# looking for sportfishing charter



## wrangler (Jul 21, 2008)

I will be in destin this coming sat (july 26) and will be there for a week. I have been calling around and no one I can find on the net will do make up or grouping together trips. My family doest want to go fishing and I need to find a charter group that wants to target yft, mahi, billfish etc. If anyone here can recomend a charter I might call that would do this or be interested let me know.


----------



## Magic236 (Oct 1, 2007)

I don't think you will find any walk up or split charters going offshore. Harborwalk and the Wharf and others have plenty of boats that do split charters for 4-12 hr trips, that will be primarily bottomfishing. The offshore (billfish) charters will be private where one party books the entire boat.


----------



## wrangler (Jul 21, 2008)

Ok.
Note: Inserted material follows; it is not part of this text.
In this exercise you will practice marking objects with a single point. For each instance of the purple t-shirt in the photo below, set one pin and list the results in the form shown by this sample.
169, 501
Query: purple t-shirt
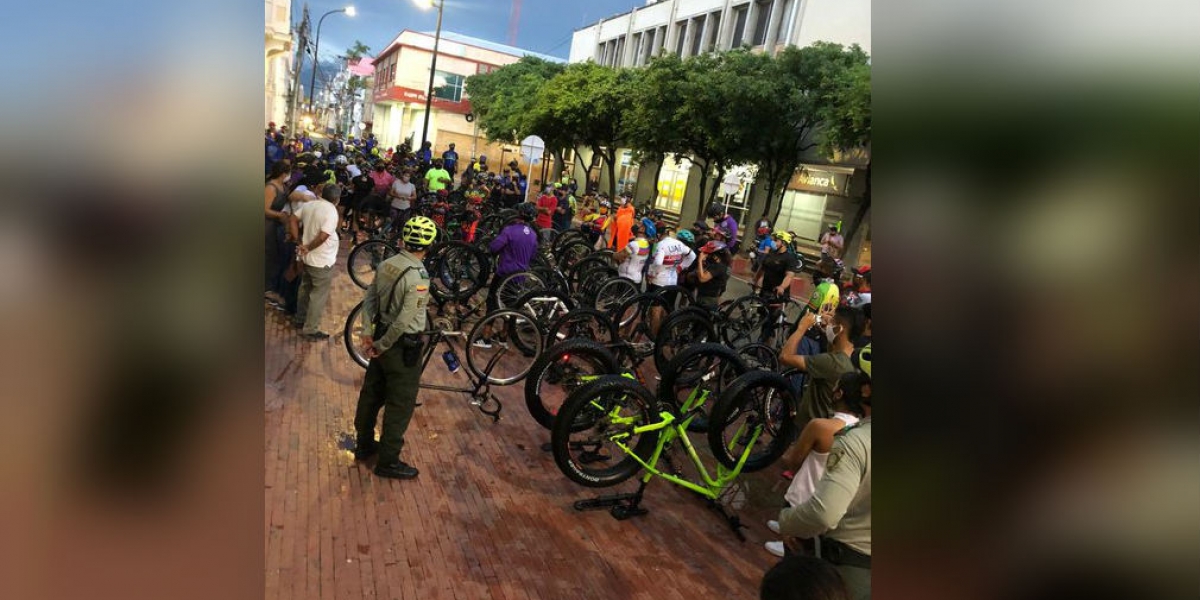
516, 245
I guess I will just do some pier and surf fishing. If anyone gets up a trip trolling offshore or some inshore fishingpost it hereand I will monitor the site as the house in destin I will be at starting saturday has ainternet connection. Also on the inshore fishing, does anyone come recomended in the area as far as guides for redfish, flounder and such?


----------



## Captain Woody Woods (Oct 2, 2007)

Shady Lady out of Zekes does walk on tuna/offshore trips for $650 a head. Call em up. Great guys


----------